Temporal Sound Localisation

Best performance: Team NJUST_KMG0 (Haowei Gu, Weihao Zhu, Yang Yang) [report]
Runner-up: Team JNU-Boat (Linze Li, Rongchang Li, Cong Wu, Tianyang Xu, Xiao-Jun Wu, Josef Kittler) [report]

Multiple-Choice Video Question-Answering

Best performance: Team SEU-2023 (Yingzhe Peng, Yixiao Yuan, Zitian Ao, Huapeng Zhou, Kangqi Wang, Qipeng Zhu, Xu Yang) [report]
Runner-up: Team TTgogogo (Dongshuai Li, Xingxian Liu, Fuyu Lv) [report]

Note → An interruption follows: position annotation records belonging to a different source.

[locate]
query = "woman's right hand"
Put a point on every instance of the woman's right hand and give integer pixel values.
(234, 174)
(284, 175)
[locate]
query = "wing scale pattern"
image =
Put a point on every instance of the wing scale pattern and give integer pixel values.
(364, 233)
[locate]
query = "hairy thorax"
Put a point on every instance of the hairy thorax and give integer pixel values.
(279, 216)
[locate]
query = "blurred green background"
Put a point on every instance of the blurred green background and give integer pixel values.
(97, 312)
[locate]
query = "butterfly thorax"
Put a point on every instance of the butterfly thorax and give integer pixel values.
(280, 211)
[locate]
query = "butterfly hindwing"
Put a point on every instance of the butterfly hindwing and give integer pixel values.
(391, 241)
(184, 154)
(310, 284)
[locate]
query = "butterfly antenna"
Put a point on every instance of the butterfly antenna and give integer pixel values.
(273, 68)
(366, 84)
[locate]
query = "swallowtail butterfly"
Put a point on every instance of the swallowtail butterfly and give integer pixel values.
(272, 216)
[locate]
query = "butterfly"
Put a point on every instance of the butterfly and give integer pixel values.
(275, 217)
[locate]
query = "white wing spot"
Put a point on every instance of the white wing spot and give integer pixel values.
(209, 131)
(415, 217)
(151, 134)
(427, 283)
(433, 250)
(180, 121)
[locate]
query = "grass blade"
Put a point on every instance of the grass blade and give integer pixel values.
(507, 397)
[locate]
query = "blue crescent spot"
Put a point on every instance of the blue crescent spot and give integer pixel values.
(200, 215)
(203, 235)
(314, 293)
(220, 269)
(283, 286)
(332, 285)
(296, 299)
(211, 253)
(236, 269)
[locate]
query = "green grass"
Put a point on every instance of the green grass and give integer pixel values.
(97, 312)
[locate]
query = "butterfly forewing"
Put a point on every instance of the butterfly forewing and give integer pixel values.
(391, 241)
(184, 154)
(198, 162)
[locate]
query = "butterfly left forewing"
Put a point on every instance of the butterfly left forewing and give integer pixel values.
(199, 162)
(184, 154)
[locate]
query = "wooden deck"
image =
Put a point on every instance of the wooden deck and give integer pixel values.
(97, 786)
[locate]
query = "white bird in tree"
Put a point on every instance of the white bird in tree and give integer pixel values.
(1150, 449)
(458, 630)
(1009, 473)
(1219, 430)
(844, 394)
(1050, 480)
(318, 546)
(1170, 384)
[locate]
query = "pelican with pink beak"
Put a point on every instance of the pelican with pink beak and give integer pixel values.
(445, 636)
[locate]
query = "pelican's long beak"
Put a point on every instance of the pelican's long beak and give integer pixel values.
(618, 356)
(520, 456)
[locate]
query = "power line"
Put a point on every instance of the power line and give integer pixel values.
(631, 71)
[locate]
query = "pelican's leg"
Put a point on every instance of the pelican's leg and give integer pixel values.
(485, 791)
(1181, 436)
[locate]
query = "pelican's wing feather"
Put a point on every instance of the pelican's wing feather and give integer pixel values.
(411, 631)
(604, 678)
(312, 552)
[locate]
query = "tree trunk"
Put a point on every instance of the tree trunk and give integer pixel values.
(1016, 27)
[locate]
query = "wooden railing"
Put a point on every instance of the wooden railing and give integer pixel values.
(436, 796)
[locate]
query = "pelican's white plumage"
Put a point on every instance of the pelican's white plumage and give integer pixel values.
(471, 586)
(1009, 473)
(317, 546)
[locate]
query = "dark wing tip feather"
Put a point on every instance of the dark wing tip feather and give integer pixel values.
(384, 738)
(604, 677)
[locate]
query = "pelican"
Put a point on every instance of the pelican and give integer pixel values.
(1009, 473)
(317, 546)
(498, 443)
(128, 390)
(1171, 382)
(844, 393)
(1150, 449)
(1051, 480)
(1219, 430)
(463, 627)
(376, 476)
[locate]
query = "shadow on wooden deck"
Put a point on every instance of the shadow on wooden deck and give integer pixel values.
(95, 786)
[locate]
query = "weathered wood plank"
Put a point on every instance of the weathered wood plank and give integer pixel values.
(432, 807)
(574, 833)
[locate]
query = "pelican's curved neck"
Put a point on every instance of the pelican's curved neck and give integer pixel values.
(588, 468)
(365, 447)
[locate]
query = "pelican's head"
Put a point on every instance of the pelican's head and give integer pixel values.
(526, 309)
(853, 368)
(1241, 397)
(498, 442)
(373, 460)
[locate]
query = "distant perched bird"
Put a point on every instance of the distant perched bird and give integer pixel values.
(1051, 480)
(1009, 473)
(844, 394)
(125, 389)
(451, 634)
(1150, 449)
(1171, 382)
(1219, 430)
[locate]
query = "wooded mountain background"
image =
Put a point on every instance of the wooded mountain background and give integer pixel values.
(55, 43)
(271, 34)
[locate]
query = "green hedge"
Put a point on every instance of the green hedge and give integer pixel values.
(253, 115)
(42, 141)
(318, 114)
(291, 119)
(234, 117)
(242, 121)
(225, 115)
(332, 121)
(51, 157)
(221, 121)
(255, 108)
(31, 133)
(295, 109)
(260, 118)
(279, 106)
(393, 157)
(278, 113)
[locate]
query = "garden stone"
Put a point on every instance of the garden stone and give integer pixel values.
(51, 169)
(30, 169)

Grounded Video Question-Answering

Best performance: Team Research newbie (Yi-Jing Wu, Jo-Ting Chen, Hsing-Chen Lee, Jun-Cheng Chen) [report]
Runner-up: Team UCF_CRCV(Joseph Fioresi, Tina Tran, Mubarak Shah)[report]

Hour-Long Video Question-Answering

Best performance: Team blackmonkey (Bozheng Li, Yangguang Ji, Yongliang Wu, Jiawang Cao, Wenbo Zhu, Jay Wu, Xu Yang) [report]
Runner-up: Team JJ_James (Yi Lu, Licheng Tang, Yuyang Sun, Wenyu Zhang, Weiheng Chi, Yalun Dai, Jing Wang) [report]

Workshop

Agenda (Room: Suite 7)

09:30 - 09:45 Welcome and introduction
09:45 - 10:15 Overview of Perception Test
10:15 - 10:45 Keynote: Abhinav Gupta
10:45 - 11:15 Coffee break
11:15 - 11:30 Challenges overview and winner announcement
11:30 - 12:00 Oral presentations from the challenge winners
12:00 - 12:30 Keynote: Josh Tenenbaum
12:30 - 13:00 Roundtable and closing notes

Speakers

Abhinav Gupta

Carnegie Mellon University

Associate Professor at Carnegie Mellon University, focused on scaling up learning by building self-supervised, lifelong and interactive learning systems.

Josh Tenenbaum

Professor at MIT, focusing on the computational basis of human cognition: learning concepts, judging similarity, inferring causal connections, forming perceptual representations, and more.

Organizers

Joe Heyward

Google Deepmind

Research Engineer at Google Deepmind.
Research: computer vision.

Joao Carreira

Google Deepmind

Research Scientist at Google DeepMind.
Research: video processing, general perception systems.

Dima Damen

Bristol University

Professor of Computer Vision.
Research: computer vision, video understanding, perception benchmarks.

Andrew Zisserman

University of Oxford

Professor of Computer Vision Engineering at Oxford and a Royal Society Research Professor.
Research: computer vision, machine learning.

Viorica Pătrăucean

Google Deepmind

Research Scientist at Google DeepMind.
Research: computer vision, scalable learning, biologically plausible learning.